Question

Two capacitors with capacitances \(C_{1}\) and \(C_{2}\) are connected in series. Show that, no matter what the values of \(C_{1}\) and \(C_{2}\) are, the equivalent capacitance is always less than the smaller of the two capacitances.

Short answer

Explain. Answer: Yes, the equivalent capacitance in a series connection is always less than the smaller of the two capacitances, no matter what values \(C_{1}\) and \(C_{2}\) have. This is proven by analyzing the relationship between the equivalent capacitance (\(C_{eq}\)) and individual capacitances (\(C_1\) and \(C_2\)) using the formula \(C_{eq} = \frac{C_{1} \cdot C_{2}}{C_{1} + C_{2}}\).

Step-by-step solution

Equivalent capacitance for series connection formula

When capacitors are connected in series, their equivalent capacitance \(C_{eq}\) can be found using the formula: $$ \frac{1}{C_{eq}} = \frac{1}{C_{1}}+\frac{1}{C_{2}} $$

Rearranging the formula to solve for \(C_{eq}\)

We need to solve the formula for \(C_{eq}\) by rearranging the terms: $$ C_{eq} = \frac{C_{1} \cdot C_{2}}{C_{1} + C_{2}} $$

Analyzing the relationship between \(C_{eq}\) and \(C_{1}\), \(C_{2}\)

Now we have the equivalent capacitance formula: $$ C_{eq} = \frac{C_{1} \cdot C_{2}}{C_{1} + C_{2}} $$ Let’s assume, without loss of generality, that \(C_1\) is the smaller capacitance of the two (\(C_1 \le C_2\)).
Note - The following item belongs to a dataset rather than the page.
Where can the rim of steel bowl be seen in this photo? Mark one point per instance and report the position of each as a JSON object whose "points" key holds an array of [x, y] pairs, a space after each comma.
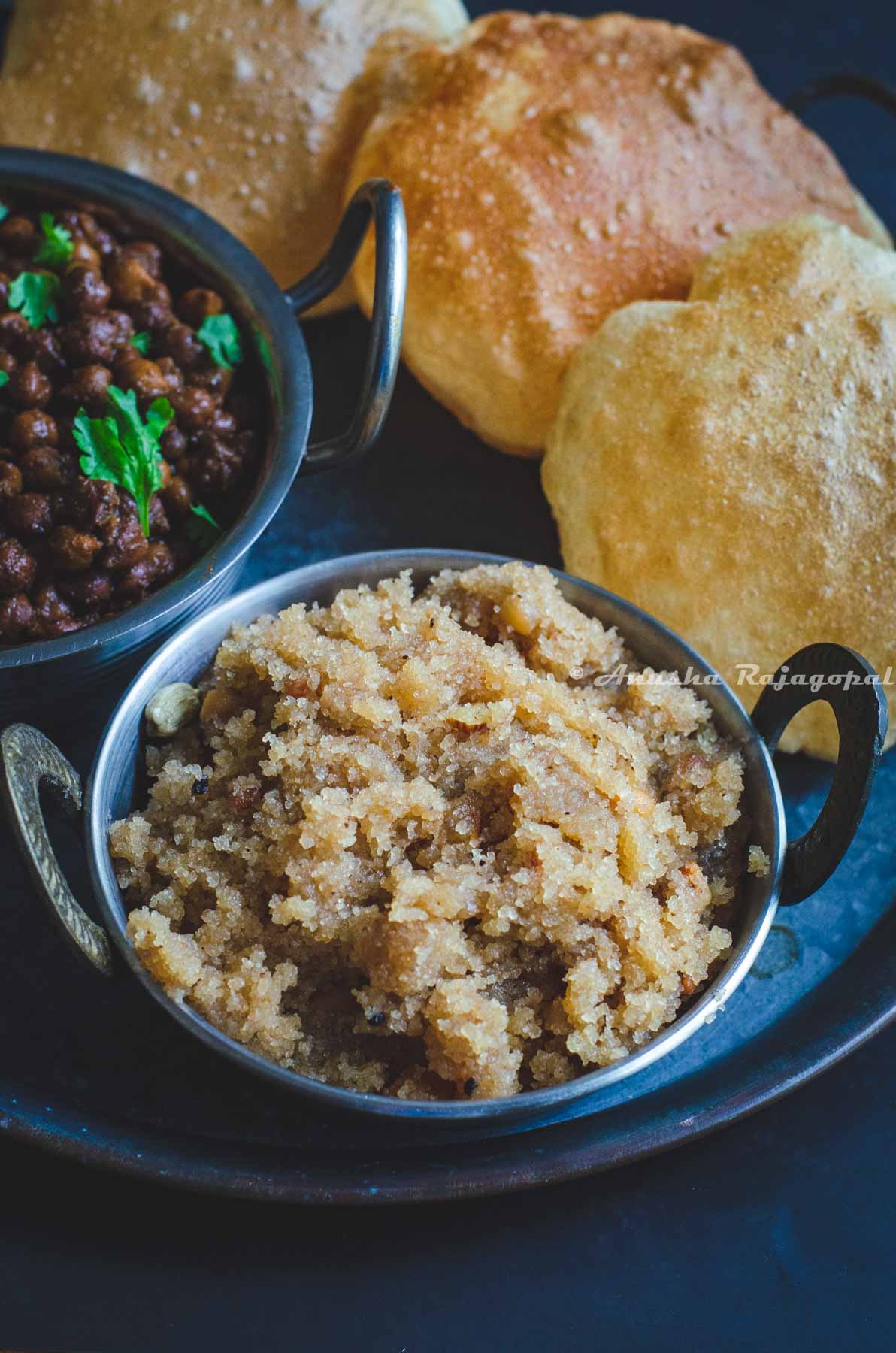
{"points": [[270, 317]]}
Let's create an inequality to test our assumption: $$ C_{eq} < C_1 $$ If this inequality is true, we will have proven that no matter the values of \(C_{1}\) and \(C_{2}\), the equivalent capacitance will always be less than the smaller of the two capacitances.

Comparing \(C_{eq}\) with \(C_1\)

First, let's substitute \(C_{eq}\) using the equivalent capacitance formula: $$ \frac{C_{1} \cdot C_{2}}{C_{1} + C_{2}} < C_{1} $$ Now, we need to simplify the inequality. We can achieve this by doing some cross-multiplication: $$ C_{1} \cdot C_{2} < C_{1} (C_{1} + C_{2}) $$ To further simplify, we distribute \(C_{1}\): $$ C_{1} \cdot C_{2} < C_{1}^{2} + C_{1} \cdot C_{2} $$ Notice that if we subtract \(C_{1} \cdot C_{2}\) from both sides of the inequality, it becomes: $$ 0 < C_{1}^{2} $$ Since both \(C_1\) and \(C_2\) are capacitances, they must be positive values. This inequality is always true, which supports our claim.

Conclusion

In conclusion, the equivalent capacitance in a series connection is always less than the smaller of the two capacitances, no matter what values \(C_{1}\) and \(C_{2}\) have.